= Baron Palmer =

Barony in the Peerage of the United Kingdom

Baron Palmer, of Reading in the County of Berkshire, is a title in the Peerage of the United Kingdom. It was created in 1933 for the businessman and patron of music, Sir Ernest Palmer, 1st Baronet. He had already been created a baronet, of Grosvenor Crescent in the City of Westminster, in the Baronetage of the United Kingdom on 26 January 1916. The Palmer family had made its fortune from their ownership of the firm of Huntley & Palmers, biscuit manufacturers, of Reading. As of 2023 the titles are held by the first Baron's great-great-grandson, the fifth Baron, who succeeded his father in 2023.

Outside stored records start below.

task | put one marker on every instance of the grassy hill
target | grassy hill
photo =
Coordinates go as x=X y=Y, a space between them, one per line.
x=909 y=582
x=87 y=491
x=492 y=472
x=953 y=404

The family seat is Manderston, near Duns, Berwickshire.

==Baron Palmer (1933)==
- (Samuel) Ernest Palmer, 1st Baron Palmer (1858–1948)
- (Ernest) Cecil Nottage Palmer, 2nd Baron Palmer (1882–1950)
- Raymond Cecil Palmer, 3rd Baron Palmer (1916–1990)
- Adrian Bailie Nottage Palmer, 4th Baron Palmer (1951–2023)
- Hugo Bailie Rohan Palmer, 5th Baron Palmer (b. 1980)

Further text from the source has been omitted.